Getting convenience right

Being a mum is tough and by Friday evening you may not feel like cooking or socialising and grabbing something quick and easy from the supermarket to simply satisfy that hungry tummy is all you can manage. And hey, that’s fine. Just make sure that on those occasions you are making the right choices.

That is why my third tool is here to guide you through the tricky path of reading food labels.

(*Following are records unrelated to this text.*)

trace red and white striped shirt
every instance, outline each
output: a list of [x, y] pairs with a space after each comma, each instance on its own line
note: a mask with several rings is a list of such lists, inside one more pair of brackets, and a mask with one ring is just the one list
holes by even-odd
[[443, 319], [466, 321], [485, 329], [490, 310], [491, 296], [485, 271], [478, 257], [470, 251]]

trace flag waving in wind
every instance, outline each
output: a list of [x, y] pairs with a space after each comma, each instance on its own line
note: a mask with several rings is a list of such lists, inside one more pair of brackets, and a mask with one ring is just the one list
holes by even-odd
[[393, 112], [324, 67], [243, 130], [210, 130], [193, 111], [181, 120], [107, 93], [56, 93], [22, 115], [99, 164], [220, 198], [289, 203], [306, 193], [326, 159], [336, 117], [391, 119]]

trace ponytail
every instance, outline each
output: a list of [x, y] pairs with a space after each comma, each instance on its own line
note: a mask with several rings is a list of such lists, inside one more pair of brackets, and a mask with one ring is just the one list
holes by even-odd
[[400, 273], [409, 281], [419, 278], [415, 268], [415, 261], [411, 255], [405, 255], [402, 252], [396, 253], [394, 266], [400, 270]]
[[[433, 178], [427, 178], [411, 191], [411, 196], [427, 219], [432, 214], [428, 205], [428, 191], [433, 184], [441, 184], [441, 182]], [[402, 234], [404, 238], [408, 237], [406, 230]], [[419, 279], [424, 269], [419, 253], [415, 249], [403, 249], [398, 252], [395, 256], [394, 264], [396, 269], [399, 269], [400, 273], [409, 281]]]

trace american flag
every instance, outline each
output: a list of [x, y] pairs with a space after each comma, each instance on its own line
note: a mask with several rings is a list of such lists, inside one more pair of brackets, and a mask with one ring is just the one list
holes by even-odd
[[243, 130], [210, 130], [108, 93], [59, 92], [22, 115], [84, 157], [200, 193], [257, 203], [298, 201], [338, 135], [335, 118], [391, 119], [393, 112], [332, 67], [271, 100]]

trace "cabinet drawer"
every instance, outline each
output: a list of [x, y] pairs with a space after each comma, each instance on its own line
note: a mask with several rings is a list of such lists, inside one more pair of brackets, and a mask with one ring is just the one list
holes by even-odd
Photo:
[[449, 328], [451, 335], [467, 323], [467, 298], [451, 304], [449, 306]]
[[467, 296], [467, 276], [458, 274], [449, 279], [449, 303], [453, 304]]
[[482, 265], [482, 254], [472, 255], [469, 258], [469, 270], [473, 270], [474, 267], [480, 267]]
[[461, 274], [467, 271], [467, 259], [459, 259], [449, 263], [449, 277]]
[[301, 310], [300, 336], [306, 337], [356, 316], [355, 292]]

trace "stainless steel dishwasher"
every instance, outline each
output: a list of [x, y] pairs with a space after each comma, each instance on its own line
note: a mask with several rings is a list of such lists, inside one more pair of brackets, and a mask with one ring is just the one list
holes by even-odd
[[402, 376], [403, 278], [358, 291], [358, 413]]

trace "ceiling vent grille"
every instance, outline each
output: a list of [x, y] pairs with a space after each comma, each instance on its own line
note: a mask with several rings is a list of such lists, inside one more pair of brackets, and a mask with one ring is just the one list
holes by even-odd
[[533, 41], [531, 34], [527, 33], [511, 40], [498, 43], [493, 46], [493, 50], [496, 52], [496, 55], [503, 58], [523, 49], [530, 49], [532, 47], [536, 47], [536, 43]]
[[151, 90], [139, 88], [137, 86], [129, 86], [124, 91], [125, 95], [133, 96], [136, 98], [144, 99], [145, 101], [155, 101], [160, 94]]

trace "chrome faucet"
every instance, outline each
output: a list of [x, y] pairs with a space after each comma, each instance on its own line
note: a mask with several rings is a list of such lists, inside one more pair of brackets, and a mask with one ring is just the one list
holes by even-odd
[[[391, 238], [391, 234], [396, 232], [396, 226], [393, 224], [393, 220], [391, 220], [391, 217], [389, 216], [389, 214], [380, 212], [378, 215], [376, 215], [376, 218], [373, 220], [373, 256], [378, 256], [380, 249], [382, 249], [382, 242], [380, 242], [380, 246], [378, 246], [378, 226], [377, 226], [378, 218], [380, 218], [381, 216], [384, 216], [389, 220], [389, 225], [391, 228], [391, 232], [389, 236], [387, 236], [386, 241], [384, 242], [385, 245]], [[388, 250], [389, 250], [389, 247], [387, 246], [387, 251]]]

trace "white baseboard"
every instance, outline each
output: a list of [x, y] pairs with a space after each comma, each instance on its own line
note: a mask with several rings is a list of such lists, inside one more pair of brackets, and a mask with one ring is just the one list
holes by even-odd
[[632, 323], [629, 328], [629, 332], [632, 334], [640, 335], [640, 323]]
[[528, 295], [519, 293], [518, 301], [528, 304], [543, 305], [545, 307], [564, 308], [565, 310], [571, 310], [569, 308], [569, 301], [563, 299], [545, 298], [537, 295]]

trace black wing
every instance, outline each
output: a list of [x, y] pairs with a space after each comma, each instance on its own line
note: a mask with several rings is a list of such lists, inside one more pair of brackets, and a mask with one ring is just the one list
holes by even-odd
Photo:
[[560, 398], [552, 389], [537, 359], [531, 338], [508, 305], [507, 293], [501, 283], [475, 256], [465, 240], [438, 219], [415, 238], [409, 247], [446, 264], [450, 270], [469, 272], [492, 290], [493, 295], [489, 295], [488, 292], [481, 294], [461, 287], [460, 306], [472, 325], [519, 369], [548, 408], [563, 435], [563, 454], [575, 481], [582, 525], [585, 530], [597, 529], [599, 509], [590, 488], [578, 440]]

  • First things first, when you’re checking food labels you should always look at the per 100g column, NOT the per serving column because the serving size is determined by the manufacturer and therefore not consistent. For example, Special K has a serving size of 30g and if you actually measure that out, you’ll see it’s a super teeny-tiny amount and any adult would actually eat a lot more than that (but not BUFmums, coz we don’t eat packaged cereal if we can help it, right 😉
  • When it comes to SUGAR, ideally look for products with 5g or less per 100g but in reality, so long as it has single digits (less than 10g), you’re doing OK. More than 15g/100g is quite a high sugar product, which is interesting because most muesli has at least 30g-plus! Keep this in mind with specialised children’s food as well, if your kids are bouncing off the walls or have disturbed sleep patterns it could have something to do with sugar laden products masquerading as the good guys.

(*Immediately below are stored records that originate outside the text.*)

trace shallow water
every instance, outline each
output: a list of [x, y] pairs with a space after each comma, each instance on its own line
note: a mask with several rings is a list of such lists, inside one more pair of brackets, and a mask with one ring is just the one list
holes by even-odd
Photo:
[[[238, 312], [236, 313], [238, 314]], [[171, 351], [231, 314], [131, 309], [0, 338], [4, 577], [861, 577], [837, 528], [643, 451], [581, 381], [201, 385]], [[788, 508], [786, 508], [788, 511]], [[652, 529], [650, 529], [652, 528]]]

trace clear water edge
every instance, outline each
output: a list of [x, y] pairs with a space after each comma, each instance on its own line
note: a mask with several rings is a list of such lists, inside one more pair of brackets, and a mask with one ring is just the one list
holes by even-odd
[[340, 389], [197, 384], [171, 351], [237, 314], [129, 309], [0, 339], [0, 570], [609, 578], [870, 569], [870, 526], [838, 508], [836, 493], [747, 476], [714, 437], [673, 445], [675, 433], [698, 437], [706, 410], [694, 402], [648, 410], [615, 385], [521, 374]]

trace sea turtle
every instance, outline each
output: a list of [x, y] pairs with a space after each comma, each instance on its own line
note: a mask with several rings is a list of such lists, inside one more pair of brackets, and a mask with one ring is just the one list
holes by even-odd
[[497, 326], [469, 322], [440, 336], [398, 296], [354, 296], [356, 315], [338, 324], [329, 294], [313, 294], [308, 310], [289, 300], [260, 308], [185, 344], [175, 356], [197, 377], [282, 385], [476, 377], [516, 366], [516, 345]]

  • When it comes to CARBS, it depends on what your goals are. If you’re keen to shift some weight, eating low-ish carbs is important, so you’d want to aim for products with between 0-20g of carbs per 100g. You’d also want to make sure you’re eating 100g-150g of carbs in total per day, so watch your portions. Lastly, make sure any grains you eat are unrefined, whole grains (wild rice, quinoa, amaranth, steel cut oats are all good examples of this. Pasta and bread do not fall into this category, unfortunately). If you’re looking for maintenance, or to keep your energy levels up, don’t’ worry too much about the amount of carbs in a product, just reach for those closest to their original state, i.e. steel cut or rolled oats, wild rice, pre-soaked quinoa, amaranth or millet. Between 250g to 350g per day is a good average guide for active women looking to maintain.

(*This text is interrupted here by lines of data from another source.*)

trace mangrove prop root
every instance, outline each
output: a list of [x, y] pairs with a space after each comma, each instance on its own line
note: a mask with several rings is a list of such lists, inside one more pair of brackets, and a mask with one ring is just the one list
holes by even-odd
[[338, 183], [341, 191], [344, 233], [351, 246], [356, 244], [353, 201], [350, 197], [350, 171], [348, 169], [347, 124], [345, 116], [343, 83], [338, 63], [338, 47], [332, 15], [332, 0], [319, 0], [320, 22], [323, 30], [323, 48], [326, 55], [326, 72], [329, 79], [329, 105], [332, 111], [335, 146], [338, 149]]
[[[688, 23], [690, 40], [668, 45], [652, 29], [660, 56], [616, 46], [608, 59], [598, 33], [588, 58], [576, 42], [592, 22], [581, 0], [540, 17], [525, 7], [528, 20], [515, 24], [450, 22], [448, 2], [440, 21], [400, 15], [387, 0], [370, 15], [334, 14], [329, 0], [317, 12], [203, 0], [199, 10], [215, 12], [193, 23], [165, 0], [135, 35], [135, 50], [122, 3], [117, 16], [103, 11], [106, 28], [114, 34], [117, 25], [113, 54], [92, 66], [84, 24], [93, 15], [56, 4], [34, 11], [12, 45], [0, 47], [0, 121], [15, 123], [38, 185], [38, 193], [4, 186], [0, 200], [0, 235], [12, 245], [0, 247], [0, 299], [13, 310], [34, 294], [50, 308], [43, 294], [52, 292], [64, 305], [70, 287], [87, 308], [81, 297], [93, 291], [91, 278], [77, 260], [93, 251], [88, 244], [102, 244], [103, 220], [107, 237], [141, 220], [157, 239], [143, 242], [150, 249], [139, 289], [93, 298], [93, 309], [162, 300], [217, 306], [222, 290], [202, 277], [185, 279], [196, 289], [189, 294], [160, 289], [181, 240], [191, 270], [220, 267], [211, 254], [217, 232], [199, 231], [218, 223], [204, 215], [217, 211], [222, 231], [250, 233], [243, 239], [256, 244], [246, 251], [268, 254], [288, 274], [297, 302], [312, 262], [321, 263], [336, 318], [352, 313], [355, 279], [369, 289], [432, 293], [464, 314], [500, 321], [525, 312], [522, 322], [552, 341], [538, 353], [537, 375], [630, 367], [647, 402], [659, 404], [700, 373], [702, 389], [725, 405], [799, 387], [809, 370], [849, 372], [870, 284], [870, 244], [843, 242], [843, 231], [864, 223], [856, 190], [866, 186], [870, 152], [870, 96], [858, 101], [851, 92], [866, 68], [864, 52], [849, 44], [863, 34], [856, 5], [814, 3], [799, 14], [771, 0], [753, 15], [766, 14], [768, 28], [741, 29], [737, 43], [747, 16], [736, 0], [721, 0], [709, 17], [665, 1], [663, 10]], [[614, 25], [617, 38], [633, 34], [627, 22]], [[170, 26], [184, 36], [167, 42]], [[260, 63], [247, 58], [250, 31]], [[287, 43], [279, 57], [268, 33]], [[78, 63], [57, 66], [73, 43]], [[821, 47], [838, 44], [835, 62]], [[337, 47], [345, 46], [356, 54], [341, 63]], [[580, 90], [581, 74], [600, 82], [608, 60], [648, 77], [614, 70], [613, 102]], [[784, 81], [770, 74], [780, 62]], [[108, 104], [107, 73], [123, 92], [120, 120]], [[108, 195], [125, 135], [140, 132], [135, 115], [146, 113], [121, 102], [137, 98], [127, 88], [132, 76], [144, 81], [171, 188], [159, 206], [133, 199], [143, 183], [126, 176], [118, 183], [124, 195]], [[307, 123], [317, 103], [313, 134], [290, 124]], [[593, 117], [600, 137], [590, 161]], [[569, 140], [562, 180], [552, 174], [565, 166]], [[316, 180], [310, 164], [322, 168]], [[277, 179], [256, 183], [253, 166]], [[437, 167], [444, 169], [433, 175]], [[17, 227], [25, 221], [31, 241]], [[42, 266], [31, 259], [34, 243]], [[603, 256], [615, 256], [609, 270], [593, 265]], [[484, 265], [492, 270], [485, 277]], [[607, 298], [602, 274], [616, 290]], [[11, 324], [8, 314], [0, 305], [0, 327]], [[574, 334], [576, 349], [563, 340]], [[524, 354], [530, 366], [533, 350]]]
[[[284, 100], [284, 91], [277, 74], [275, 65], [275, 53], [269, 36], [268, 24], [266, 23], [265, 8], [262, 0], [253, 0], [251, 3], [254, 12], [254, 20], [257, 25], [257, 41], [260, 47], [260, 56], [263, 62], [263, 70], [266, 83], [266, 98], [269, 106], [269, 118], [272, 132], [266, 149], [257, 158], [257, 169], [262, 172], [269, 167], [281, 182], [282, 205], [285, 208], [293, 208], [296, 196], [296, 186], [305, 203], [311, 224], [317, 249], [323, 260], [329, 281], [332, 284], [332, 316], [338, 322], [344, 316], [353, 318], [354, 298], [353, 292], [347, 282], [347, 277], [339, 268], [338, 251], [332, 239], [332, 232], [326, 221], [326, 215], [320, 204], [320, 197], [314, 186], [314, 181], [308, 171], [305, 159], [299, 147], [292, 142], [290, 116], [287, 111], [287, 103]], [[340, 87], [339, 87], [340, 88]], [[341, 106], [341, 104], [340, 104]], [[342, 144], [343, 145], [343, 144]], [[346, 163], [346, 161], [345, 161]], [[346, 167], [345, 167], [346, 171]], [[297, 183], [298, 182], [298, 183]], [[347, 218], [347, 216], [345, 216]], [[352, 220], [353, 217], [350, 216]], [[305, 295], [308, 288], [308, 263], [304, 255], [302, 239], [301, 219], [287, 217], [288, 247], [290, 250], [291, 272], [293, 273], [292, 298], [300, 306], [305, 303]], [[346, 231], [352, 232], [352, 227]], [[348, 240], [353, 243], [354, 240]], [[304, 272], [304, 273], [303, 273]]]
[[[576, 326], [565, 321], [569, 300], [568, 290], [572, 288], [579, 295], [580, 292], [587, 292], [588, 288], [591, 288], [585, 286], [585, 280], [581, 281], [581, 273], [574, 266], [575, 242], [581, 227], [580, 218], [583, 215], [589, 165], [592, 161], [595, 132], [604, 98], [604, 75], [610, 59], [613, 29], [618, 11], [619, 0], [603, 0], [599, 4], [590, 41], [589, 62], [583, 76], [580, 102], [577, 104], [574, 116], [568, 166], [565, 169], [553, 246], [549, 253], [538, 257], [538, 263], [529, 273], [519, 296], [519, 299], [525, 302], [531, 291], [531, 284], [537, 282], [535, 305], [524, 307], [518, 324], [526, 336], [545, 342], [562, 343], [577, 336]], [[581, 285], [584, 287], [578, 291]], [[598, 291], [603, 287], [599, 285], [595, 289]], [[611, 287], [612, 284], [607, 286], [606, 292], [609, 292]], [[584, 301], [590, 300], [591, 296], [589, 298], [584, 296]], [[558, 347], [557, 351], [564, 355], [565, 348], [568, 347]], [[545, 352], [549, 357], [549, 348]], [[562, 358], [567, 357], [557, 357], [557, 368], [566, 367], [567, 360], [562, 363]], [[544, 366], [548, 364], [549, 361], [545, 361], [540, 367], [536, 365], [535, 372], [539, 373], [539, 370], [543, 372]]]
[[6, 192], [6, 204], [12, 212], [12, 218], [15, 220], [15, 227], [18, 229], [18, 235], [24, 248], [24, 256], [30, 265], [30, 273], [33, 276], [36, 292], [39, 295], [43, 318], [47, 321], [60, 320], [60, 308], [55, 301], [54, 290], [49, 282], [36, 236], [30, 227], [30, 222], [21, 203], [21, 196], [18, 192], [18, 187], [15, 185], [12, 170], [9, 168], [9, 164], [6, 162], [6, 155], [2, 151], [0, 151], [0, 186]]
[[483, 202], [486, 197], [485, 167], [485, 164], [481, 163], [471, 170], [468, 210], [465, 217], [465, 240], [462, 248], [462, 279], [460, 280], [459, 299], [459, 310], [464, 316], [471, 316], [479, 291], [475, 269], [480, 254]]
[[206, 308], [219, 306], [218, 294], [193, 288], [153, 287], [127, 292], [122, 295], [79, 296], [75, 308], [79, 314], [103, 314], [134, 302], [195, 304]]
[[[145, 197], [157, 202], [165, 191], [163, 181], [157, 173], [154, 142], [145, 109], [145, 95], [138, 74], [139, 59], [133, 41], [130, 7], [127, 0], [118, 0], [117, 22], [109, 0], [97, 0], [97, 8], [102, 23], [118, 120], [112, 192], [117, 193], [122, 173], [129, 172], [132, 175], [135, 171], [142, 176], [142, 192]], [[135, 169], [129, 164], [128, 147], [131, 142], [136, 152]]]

  • A bit of a tough one is FAT. Healthy, natural fats in the diet will actually help keep you lean, boost your immune system and improve brain function, so don’t bother too much about reading the fat content of products you know are healthy (raw nuts, avocado, organic yoghurt, grass-fed meats, fish). It’s usually carbs and unnatural fats (think deep fried foods, donuts, biscuits, chips, margarines and processed oils, sweets) that stack on the weight, NOT normal, healthy fats so the only thing you should really pay attention to is whether the product contains trans fats, or altered fats. When it comes to packaged products, you don’t want to see more than 1.5g of saturated fats per 100g.
  • Sodium, otherwise known as SALT is another one to look out for. As a general guide, less than 300mg of sodium per 100g is A-OK, but the lower the better really.
  • Also make sure you check the FIBRE content of your foods. This is perhaps the only nutrient that’s worth checking out ‘per serve’, rather than per 100g. Any product with more than 3g fibre per serve is a winner. If you are struggling with any post baby constipation issues (we all know that joy, right)? Be lead by your doctor on the fibre content.
  • Try and choose products with as few ingredients as possible, which are close to their natural state. An apple is an apple but what exactly is apple-caramel-splice-treats? Basically, if your granny doesn’t recognise an ingredient, it’s gotta go!
  • Don’t be fooled by ‘Low Fat’ products. The full fat, less tampered with products usually contain less sugar and more nutrients. They also help with satiety. Make sure you take a peek at the sugar column of the next low-fat yoghurt you pick up; chances are it’ll be packing 25g-plus of the white stuff!